In einer seltenen öffentlichen Stellungnahme hat Prinz Edward, Herzog von Edinburgh, die jüngsten Gerüchte, wonach sich Prinz William, der britische Thronfolger, einem geheimen DNA-Test unterzogen habe, um seine königliche Abstammung zu bestätigen, entschieden zurückgewiesen. Die Worte des Herzogs fallen in eine Zeit wachsender Spekulationen in den sozialen Medien und einigen Boulevardzeitungen.
Während einer Pressekonferenz im Rahmen einer Wohltätigkeitsveranstaltung in Manchester wurde Prinz Edward von einem Journalisten direkt zu den kursierenden DNA-Klatschereien befragt. Obwohl er sich bei Medienkontroversen normalerweise zurückhält, zögerte Edward nicht, seinen Neffen und die Integrität der königlichen Familie zu verteidigen.

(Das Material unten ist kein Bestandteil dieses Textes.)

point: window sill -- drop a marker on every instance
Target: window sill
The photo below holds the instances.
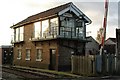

„Ehrlich gesagt, das ist Unsinn“, sagte er ruhig, aber bestimmt. „An diesen Behauptungen ist nichts Wahres dran, und ich finde es zutiefst enttäuschend, dass solche persönlichen und beleidigenden Gerüchte immer wieder aufgegriffen werden.“
In den letzten Wochen haben Online-Foren und unbestätigte Quellen eine Verschwörung neu entfacht, die darauf hindeutet, dass Prinz William – der erstgeborene Sohn von König Charles III. und der verstorbenen Prinzessin Diana – sich möglicherweise einem DNA-Test unterzogen hat, um seine biologische Verwandtschaft mit der königlichen Familie zu beweisen. Diese unbegründeten Geschichten spiegeln ältere Gerüchte wider, die die königliche Familie seit Jahrzehnten plagen, obwohl sie wiederholt widerlegt wurden.
Prinz Edward fuhr fort:
William hat seit seiner Kindheit die Last der Verantwortung mit Würde und Ehre getragen. Seine Identität in Frage zu stellen, bedeutet, das Andenken Dianas, die Pflicht von Charles und die Intelligenz des britischen Volkes zu beleidigen. Es ist unfair und völlig unangebracht.
Die Äußerungen des Herzogs wurden als seltene, aber notwendige öffentliche Verteidigung von Prinz William gelobt, der selbst zu der Angelegenheit geschwiegen hatte. Laut königlichen Beratern ist der Prinz von Wales sich der Gerüchte bewusst, möchte sich aber nicht auf unbegründete Spekulationen einlassen.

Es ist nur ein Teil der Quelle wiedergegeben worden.